Any excitons that can occur in metals are too unstable to be used in practice or even observed experimentally. Traditional optical techniques for detecting excitons have significant technological restrictions as well.
The CityU and PSI team has made a breakthrough in the study of excitons in metals by employing a powerful and sensitive technique called angle-resolved photoemission spectroscopy (or ARPES) to analyze the electronic band structure in a crystalline solid with unusual features (TaSe3). They uncovered the existence of strong excitons traveling at high speeds through a metal, to be precise.
To increase the chances of exciton generation in metals, the study team went to the metallic compound TaSe3, which has a low density of free conducting electrons and thus a weak screening effect. TaSe3 is also made up of stacked layers of parallel triangular chains of selenium prisms that encase tantalum metal atoms.
Because the one-dimensional chains resemble high-speed railway tracks, it functions like a one-dimensional metal, allowing excitons to flow along a precise straight path.
The researchers hypothesized that TaSe3’s quasi-one-dimensionality would increase the attraction between electrons and holes within excitons while allowing the two charged components to be in distinct layers and chains.
The holes and electrons would be segregated from one another and prevented from mixing, preventing excitons from annihilation and extending their lifetime. The researchers used ARPES to record the electrical structure of TaSe3 in a systematic way.
The gadget used a narrow beam of high-energy light to excite electrons in the sample, causing them to escape into a vacuum while activating excitons in the TaSe3. The ARPES technology analyzed the angles and energies of the escaping electrons to reveal information about excitons’ presence, structure, and mobility.
New theoretical model of mobile excitons
After ruling out other possible explanations, the researchers determined that the presence of many stable subtypes of mobile excitons travelling at high velocity along one dimension might explain all of the observed events in their ARPES tests.
Dr. Müller then constructed a detailed theoretical model of mobile excitons in one-dimensional metals in collaboration with PSI theoretical physicist Professor Christopher Mudry. The results of the experiments were in good accord with the theoretical model.
An explanation for the many subtypes of excitons discovered is a key aspect of the paradigm. According to the researchers, excitons in TaSe3 have at least three different internal configurations that are dependent on two variables.
The first factor is whether a hole connects to one or two electrons (creating an exciton) (forming a trion).

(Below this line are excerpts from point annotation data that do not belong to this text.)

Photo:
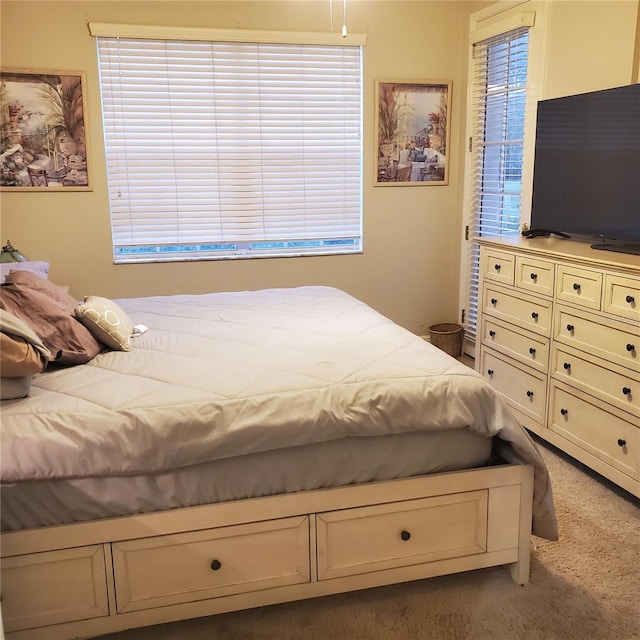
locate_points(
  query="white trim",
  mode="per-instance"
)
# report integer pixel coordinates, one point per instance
(526, 19)
(112, 30)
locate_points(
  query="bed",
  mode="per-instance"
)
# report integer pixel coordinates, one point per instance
(251, 448)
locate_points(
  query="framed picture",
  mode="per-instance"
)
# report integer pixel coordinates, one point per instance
(412, 133)
(43, 143)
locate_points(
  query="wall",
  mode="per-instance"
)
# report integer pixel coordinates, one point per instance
(409, 270)
(410, 233)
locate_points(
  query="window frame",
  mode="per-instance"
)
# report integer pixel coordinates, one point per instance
(296, 244)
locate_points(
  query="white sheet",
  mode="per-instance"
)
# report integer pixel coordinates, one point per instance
(229, 374)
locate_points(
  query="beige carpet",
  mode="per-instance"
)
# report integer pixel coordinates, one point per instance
(584, 587)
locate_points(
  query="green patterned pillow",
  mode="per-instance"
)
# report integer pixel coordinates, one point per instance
(106, 321)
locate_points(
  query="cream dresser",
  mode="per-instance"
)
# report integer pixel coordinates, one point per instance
(559, 337)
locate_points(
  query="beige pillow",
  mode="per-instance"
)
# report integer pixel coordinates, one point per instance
(106, 321)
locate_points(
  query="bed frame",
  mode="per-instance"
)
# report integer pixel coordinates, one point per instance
(88, 579)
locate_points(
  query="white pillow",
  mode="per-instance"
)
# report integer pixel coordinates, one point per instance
(41, 268)
(108, 323)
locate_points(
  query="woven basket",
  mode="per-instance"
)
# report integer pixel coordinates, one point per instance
(448, 337)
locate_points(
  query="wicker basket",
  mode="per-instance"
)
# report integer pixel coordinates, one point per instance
(448, 337)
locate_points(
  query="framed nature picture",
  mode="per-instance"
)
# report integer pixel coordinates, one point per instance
(43, 142)
(412, 133)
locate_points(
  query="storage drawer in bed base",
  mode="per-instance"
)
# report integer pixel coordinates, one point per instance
(496, 512)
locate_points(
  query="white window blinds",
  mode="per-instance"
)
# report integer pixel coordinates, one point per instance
(231, 149)
(499, 100)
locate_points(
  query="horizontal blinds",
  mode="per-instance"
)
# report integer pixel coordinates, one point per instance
(499, 96)
(230, 149)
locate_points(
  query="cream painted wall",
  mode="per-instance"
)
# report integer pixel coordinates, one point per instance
(409, 270)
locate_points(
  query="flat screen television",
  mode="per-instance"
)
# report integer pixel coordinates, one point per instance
(586, 179)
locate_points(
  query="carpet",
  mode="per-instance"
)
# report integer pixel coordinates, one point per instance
(586, 586)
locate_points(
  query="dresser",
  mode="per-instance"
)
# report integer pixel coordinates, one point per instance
(559, 338)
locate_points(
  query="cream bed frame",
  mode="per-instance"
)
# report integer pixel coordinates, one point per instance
(88, 579)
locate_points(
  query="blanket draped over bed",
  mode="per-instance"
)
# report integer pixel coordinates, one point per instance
(226, 374)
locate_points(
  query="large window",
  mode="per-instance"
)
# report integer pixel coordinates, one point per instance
(231, 149)
(501, 103)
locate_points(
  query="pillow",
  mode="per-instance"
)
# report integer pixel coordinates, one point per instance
(107, 322)
(41, 268)
(48, 309)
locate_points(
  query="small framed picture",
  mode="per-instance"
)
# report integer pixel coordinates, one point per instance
(43, 144)
(412, 133)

The second factor is whether the holes and electrons are from the same TaSe3 chain and travel along it (resulting in intrachain excitons) or from neighboring chains (resulting in interchain excitons and interchain trions).
The findings are remarkable since stable excitons were previously thought to be impossible to find in metals. The research also showed for the first time that excitons may move quickly through a metal in a specified direction, which would improve data transfer efficiency in practice.

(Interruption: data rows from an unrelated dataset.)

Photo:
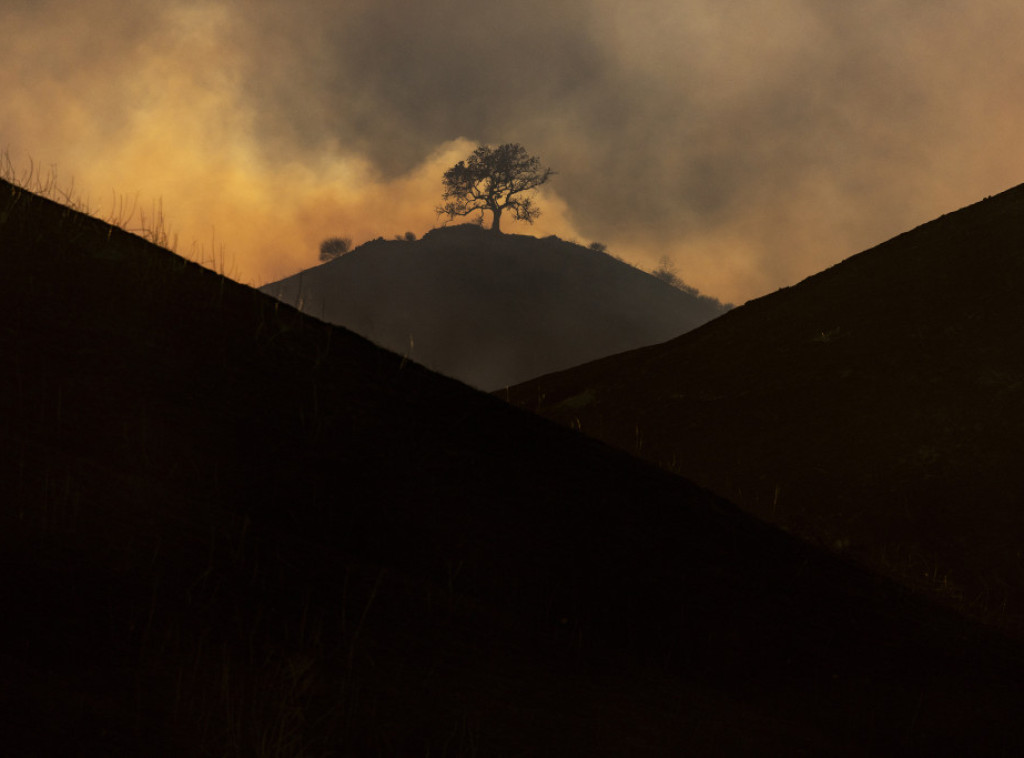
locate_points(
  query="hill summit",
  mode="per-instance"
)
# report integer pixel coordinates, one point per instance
(494, 309)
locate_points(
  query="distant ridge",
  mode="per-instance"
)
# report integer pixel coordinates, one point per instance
(494, 309)
(876, 407)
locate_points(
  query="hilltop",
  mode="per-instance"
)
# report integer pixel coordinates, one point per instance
(873, 408)
(230, 529)
(494, 309)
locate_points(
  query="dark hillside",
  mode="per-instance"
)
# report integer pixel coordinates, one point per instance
(876, 407)
(228, 529)
(494, 309)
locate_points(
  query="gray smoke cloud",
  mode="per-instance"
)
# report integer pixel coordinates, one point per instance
(754, 143)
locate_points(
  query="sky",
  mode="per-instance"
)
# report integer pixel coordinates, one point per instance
(752, 142)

Furthermore, the team has demonstrated that surface modification (electron doping) with potassium vapour can regulate and control specific exciton behaviors in TaSe3.
The discoveries, as well as the new theoretical model, not only give a path for future research on excitons, particularly in metals, but also encourage their use as high-speed information carriers in conductivity devices.

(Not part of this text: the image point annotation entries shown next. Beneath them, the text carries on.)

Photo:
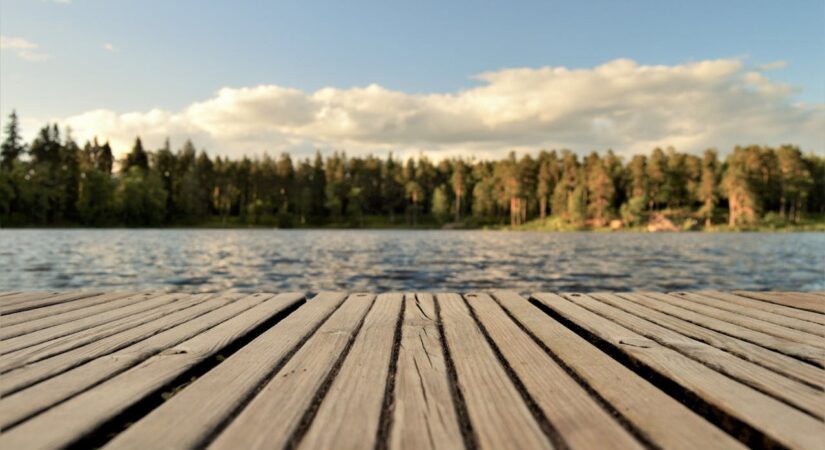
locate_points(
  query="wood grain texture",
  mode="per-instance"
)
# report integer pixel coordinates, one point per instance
(25, 376)
(576, 417)
(349, 415)
(779, 423)
(784, 346)
(23, 404)
(38, 352)
(276, 412)
(802, 396)
(749, 303)
(766, 316)
(75, 326)
(499, 415)
(43, 318)
(60, 308)
(743, 319)
(790, 367)
(812, 302)
(665, 422)
(190, 418)
(424, 416)
(83, 414)
(41, 299)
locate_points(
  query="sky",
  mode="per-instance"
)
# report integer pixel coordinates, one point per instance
(443, 79)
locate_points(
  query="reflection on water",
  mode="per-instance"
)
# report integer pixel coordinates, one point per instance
(315, 260)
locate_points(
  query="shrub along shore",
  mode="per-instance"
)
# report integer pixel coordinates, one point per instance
(54, 181)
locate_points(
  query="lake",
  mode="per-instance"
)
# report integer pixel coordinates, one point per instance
(387, 260)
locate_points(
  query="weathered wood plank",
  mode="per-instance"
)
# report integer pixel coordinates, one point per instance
(744, 320)
(350, 412)
(424, 416)
(34, 353)
(59, 308)
(54, 332)
(817, 332)
(664, 422)
(23, 377)
(18, 297)
(23, 404)
(776, 361)
(81, 415)
(750, 303)
(276, 412)
(42, 318)
(499, 415)
(811, 303)
(807, 353)
(40, 300)
(801, 396)
(778, 423)
(578, 420)
(191, 418)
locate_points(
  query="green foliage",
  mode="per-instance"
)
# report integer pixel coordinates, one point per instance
(441, 205)
(55, 182)
(140, 199)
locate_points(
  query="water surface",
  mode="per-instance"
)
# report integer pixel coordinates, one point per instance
(315, 260)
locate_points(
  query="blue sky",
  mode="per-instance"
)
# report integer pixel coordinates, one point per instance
(167, 55)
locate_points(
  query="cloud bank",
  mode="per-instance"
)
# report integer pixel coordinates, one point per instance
(621, 105)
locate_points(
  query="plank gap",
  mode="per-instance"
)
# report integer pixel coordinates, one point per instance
(385, 421)
(301, 429)
(678, 349)
(623, 421)
(739, 430)
(464, 423)
(546, 426)
(116, 425)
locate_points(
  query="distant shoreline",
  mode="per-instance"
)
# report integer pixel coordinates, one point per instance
(818, 227)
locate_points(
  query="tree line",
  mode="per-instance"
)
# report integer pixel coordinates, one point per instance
(55, 181)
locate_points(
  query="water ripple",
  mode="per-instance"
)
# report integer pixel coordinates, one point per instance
(317, 260)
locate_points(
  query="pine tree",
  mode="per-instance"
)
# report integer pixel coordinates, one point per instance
(12, 146)
(708, 187)
(136, 158)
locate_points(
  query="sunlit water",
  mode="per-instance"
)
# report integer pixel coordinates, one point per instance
(315, 260)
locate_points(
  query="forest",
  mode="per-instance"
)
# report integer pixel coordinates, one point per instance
(54, 181)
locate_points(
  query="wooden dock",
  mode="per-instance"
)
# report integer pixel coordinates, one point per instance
(685, 370)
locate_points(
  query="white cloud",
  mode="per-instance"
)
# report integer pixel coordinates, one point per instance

“Our work now paves the way to generating high-velocity but tunable mobile excitons in metals,” says Dr. Ma. “This new field and direction will advance research and development in computing and communication devices that transmit optoelectronic information.”
CityU, the Chinese National Natural Science Foundation, the Swiss National Science Foundation, and the Sino-Swiss Science and Technology Cooperation all contributed to this research.